# Dishwashers wanted $50,000 per annum



## MartinHughes (Oct 4, 2021)

So this ad went got a lot of traction in Vancouver over the last month with several news reports to the point where the owner no longer wanted to talk to the press.

Handi Indian Restaurant was offering $25.00 Canadian eh! per hour for a 40 hour week or approximately $50,000 per year for washing dishes and Vancouver lost its collective shit. Hearing comments from people who have never set foot inside a commercial (or their own) kitchen saying that they would love to do this made me smile.

If there is ever a restaurant job that deserves this wage it is the dishwasher, its thankless, damp, stinky and monotonous. Yes, we all jump in when needed to look the hero and escape the pressures of our own jobs but honestly who amongst us would want to do it day in day out? 

The local Go To Vancouver Restaurant CEO and Talking Head was on the news bemoaning that if he had to pay his dishwashers this amount how much would he have to pay the rest of the staff and in my mind he missed the point, a good dishwasher is crucial to the smooth operation of a restaurant and its harder to replace a good dishwasher than a cook so the dishwasher deserves the pay, the jobs do not compare so if the cooks don't like it they can always become dishwashers.

imagine your stress relief if you knew that your immigrant dishwasher who is now able to feed their family on 1 salary instead of working 2 or 3 jobs and you knew that they were always going to show up and do a good job instead of relying on ............ and all the angst and attitude that he brings to the table, Sometimes it's better to bite the bullet and resolve the problem once instead of scrambling every few months and watching the back door the day after payday in the forlorn hope that .......... will show up even though they are are already 45 minutes late.
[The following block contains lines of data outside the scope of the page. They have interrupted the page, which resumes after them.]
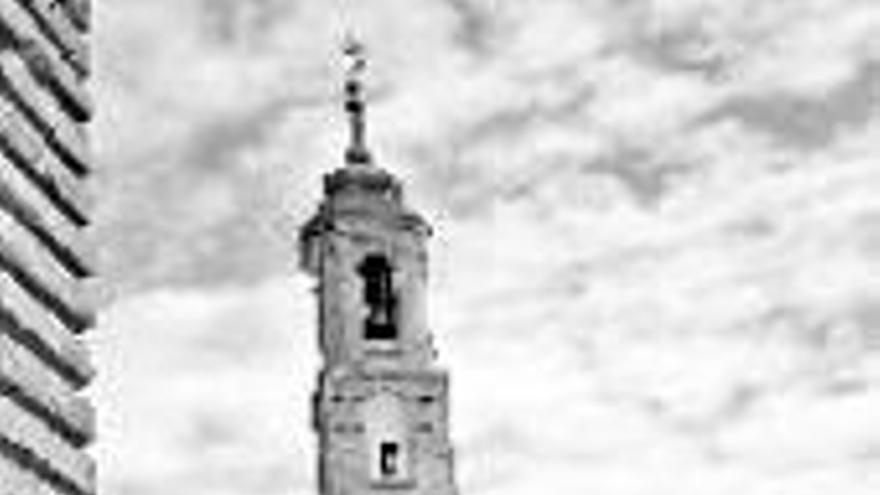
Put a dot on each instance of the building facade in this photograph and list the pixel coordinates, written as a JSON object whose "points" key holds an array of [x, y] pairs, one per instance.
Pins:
{"points": [[46, 423], [381, 408]]}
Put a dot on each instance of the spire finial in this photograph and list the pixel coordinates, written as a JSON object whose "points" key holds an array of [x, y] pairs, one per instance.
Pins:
{"points": [[355, 104]]}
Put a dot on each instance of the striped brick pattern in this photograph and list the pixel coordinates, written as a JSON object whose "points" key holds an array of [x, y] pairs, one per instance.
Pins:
{"points": [[46, 423]]}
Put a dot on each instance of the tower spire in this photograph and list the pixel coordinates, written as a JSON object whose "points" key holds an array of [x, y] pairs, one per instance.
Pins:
{"points": [[355, 104]]}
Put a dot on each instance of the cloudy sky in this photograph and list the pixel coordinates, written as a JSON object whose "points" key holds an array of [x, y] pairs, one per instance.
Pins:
{"points": [[656, 266]]}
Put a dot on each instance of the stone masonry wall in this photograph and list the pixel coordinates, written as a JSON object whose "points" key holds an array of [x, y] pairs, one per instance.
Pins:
{"points": [[45, 421]]}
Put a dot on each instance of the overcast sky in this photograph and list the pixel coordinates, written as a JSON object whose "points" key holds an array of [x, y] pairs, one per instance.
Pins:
{"points": [[656, 267]]}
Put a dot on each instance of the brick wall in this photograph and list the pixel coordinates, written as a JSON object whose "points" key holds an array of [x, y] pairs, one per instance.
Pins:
{"points": [[45, 421]]}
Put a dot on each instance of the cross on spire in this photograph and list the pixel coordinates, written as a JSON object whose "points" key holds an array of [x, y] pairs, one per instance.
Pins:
{"points": [[355, 104]]}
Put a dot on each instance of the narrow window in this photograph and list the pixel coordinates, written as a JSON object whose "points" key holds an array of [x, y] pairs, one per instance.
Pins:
{"points": [[379, 298], [389, 459]]}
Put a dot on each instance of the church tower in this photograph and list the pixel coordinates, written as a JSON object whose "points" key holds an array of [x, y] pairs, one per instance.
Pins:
{"points": [[381, 408]]}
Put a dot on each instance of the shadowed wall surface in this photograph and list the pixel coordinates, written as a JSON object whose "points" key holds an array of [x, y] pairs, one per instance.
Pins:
{"points": [[46, 423], [654, 268]]}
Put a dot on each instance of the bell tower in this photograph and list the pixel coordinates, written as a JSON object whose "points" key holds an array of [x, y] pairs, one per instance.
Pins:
{"points": [[381, 407]]}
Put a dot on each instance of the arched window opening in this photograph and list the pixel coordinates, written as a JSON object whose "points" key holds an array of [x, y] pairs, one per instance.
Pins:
{"points": [[389, 459], [379, 298]]}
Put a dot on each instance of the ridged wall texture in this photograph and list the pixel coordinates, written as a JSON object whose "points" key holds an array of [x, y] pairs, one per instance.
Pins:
{"points": [[46, 422]]}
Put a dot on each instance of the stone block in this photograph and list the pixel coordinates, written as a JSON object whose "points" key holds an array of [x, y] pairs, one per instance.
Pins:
{"points": [[40, 389], [44, 61], [57, 129], [20, 143], [32, 267], [55, 23], [24, 319], [30, 443]]}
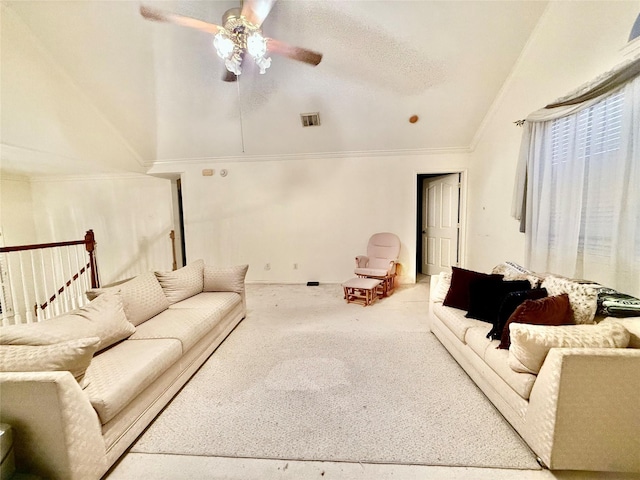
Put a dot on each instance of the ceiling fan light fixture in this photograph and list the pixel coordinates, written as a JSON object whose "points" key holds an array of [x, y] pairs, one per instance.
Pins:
{"points": [[223, 44], [234, 64], [256, 44]]}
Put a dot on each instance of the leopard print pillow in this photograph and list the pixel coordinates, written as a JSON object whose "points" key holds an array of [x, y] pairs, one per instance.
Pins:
{"points": [[583, 297]]}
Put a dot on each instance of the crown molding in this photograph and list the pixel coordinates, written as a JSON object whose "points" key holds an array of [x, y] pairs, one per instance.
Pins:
{"points": [[312, 156], [631, 49]]}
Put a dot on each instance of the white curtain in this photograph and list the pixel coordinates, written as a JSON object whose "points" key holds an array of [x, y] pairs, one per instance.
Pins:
{"points": [[578, 189]]}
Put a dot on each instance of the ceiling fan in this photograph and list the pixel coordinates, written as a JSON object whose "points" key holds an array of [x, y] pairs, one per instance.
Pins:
{"points": [[238, 35]]}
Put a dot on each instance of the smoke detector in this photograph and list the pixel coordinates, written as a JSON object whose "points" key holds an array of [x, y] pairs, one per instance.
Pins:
{"points": [[310, 119]]}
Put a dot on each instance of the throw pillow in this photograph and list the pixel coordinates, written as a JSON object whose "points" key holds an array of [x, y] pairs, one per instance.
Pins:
{"points": [[458, 294], [510, 302], [486, 295], [103, 318], [554, 311], [143, 298], [513, 271], [225, 279], [442, 287], [182, 283], [582, 296], [73, 356], [612, 303], [530, 344]]}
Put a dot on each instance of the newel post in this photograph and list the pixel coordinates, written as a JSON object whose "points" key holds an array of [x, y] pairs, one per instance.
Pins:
{"points": [[90, 245]]}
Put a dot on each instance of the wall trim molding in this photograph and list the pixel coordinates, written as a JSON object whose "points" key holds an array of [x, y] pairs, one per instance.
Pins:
{"points": [[14, 154]]}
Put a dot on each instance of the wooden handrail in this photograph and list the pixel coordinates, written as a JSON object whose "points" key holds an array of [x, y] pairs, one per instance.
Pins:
{"points": [[38, 246], [85, 268]]}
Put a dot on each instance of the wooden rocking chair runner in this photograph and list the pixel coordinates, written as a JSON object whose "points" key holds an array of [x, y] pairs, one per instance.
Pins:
{"points": [[380, 261]]}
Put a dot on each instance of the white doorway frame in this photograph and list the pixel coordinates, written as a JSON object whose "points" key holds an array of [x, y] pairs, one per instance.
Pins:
{"points": [[462, 244]]}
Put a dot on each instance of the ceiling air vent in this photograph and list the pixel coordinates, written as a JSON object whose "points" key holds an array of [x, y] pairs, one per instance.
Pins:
{"points": [[310, 119]]}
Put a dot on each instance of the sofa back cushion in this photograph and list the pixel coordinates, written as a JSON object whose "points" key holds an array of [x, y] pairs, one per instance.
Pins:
{"points": [[442, 287], [73, 356], [103, 318], [225, 279], [530, 344], [554, 311], [182, 283]]}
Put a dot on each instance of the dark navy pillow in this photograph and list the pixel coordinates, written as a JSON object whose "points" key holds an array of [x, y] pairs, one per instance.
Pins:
{"points": [[486, 296], [510, 302]]}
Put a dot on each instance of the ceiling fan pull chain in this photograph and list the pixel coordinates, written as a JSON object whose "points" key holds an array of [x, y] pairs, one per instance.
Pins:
{"points": [[240, 110]]}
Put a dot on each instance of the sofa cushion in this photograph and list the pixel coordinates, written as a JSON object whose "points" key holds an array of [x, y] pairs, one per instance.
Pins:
{"points": [[583, 297], [476, 339], [530, 344], [544, 311], [498, 360], [103, 318], [510, 302], [182, 283], [487, 294], [442, 287], [632, 324], [225, 279], [119, 374], [73, 356], [454, 320], [142, 298], [458, 294], [223, 301]]}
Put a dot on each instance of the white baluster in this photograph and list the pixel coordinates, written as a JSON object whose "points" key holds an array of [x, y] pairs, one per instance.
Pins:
{"points": [[28, 306], [17, 318]]}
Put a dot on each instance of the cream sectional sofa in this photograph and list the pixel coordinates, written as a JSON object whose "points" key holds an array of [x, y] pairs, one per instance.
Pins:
{"points": [[101, 374], [581, 410]]}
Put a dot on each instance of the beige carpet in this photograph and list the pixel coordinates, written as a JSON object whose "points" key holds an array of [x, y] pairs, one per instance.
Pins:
{"points": [[307, 377]]}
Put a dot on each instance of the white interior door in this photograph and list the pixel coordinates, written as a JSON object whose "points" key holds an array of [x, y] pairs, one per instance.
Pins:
{"points": [[440, 223]]}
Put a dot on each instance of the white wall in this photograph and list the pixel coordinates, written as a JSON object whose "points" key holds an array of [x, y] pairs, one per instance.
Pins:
{"points": [[16, 207], [317, 213], [573, 43], [131, 217], [46, 119]]}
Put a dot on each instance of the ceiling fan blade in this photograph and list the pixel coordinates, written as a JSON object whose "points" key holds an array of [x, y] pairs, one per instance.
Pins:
{"points": [[156, 15], [228, 76], [255, 11], [296, 53]]}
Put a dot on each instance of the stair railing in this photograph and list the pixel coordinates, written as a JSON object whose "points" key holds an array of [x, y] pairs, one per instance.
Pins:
{"points": [[44, 280]]}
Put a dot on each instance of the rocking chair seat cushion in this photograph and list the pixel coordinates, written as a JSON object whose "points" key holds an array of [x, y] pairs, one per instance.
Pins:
{"points": [[371, 272]]}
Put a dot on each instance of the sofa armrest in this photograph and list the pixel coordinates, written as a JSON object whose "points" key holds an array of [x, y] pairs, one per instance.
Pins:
{"points": [[57, 433], [362, 261], [584, 412]]}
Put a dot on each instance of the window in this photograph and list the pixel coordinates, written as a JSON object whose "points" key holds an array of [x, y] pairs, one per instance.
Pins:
{"points": [[582, 194]]}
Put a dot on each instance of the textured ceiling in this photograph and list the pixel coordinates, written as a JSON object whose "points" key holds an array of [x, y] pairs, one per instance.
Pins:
{"points": [[160, 85]]}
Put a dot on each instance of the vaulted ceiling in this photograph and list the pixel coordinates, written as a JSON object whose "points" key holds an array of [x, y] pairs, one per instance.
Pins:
{"points": [[160, 86]]}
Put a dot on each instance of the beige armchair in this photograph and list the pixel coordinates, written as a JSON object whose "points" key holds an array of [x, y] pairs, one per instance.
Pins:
{"points": [[380, 261]]}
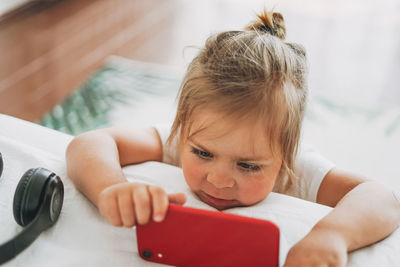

BTW minimum wage in B.C. is $15.20 per hour and most good line cooks are into the low 20's per hour.


----------



## summer57 (Sep 21, 2010)

Plus, Vancouver is now the least affordable city in North America - https://dailyhive.com/vancouver/vancouver-housing-affordability

Housing is by far the most expensive part of living here. Restaurants, in my experience, aren't anywhere near as expensive as those in other big cities, and I believe groceries, clothes etc., cost the same as anywhere else in Canada (which is, of course, cheaper for Americans who visit here because of the exchange rate).
(Not complaining... I just sold my house and bought a condo).


----------



## MartinHughes (Oct 4, 2021)

summer57 said:


> Plus, Vancouver is now the least affordable city in North America - https://dailyhive.com/vancouver/vancouver-housing-affordability
> 
> Housing is by far the most expensive part of living here. Restaurants, in my experience, aren't anywhere near as expensive as those in other big cities, and I believe groceries, clothes etc., cost the same as anywhere else in Canada (which is, of course, cheaper for Americans who visit here because of the exchange rate).
> (Not complaining... I just sold my house and bought a condo).


I agree that we are a very expensive city and that maybe we do not pay everyone enough however my point on the post is to highlight the fact that sometimes its better to pay somebody more than the cooks to do a shitty job that no one wants and it should not be used as a comparison with other kitchen jobs, if it wasn't treated as a bottom of the pile shit job that no one respects maybe there wouldn't be so much turn over.


----------



## L'uovo vulcanico (Nov 9, 2020)

I got hired as a line cook in my early 20s... and they paid me that wage, BUT I had to show I would to the scut work of Pots, Dishes, Prep, etc... so I KNEW the business, Did it suck? Yep!!! But I got my paycheck and I was happy. It was THEIR business, and I got I had to do ANYTHING the owners asked to keep us afloat. This includes being a contract training camp for an NFL team. Playing an Rover on banquets. And doing scut work because it's what the business required. When you see the Maitre'd (who got paid a HELL of a lot more than I) roll up his starched sleeved and wash dishes next to you because it needs to be done - - it humbles you a LOT. 

SIX months each. And I held no hope I would progress, EVEN THO they were paying me Line wages.. They wanted to KNOW I could (a) be part of the family, and (b) wasn't a flake. I made the grade, but a LOT of flakes couldn't make 4 weeks... because "Dishing" or "prepping" was somehow beneath them, even tho they were getting paid Line wages...

You gotta put up with the shit, but when you do you'll be AMAZED the opportunities that crop up. If you think you're "better" than "that", then the only person you're fooling is yourself. Be true to yourself, KNOW your worth and ROCK into it. Or run away, and go sell used cars or something.

People look at our craft as something to be disdained, but I look at it as asn HONOR to feed people better than they expect, make them SMILE - I don't care if its a cople celebrating their honeymoon, a 150 person banquet that says "wow", or an NFL team that says "Damn, this is awesome, let me meet the chef"... . Go into it like that and you win. Go in with an attitude of "This sucks" and "I am better than this so Eff You" (and I know so many people who pulled that crap) and you should be somewhere else.


----------



## chefross (May 5, 2010)

Imagine this......A banquet house serving 3,000 people on a Saturday night. Four different rooms, with four different menus. Kitchen staff of 38 with a dishroom of 5 guys. 
S __t hit the fan within an hour of after service with tray upon tray of dirty dishes, and bar glasses coming in.
I trained my guys and often worked until 2-3 in the morning after working 12 hours cooking and serving.
All my dishwashers relied on one guy to drive them in from the city. If he was sick, I had no dishwashers. Yes, once I drove into the city to pick them all up and bring them to work.
Ya gotta do what ya gotta do.
I couldn't imagine kitchen life without the dishroom.
They are worth every penny and more.


----------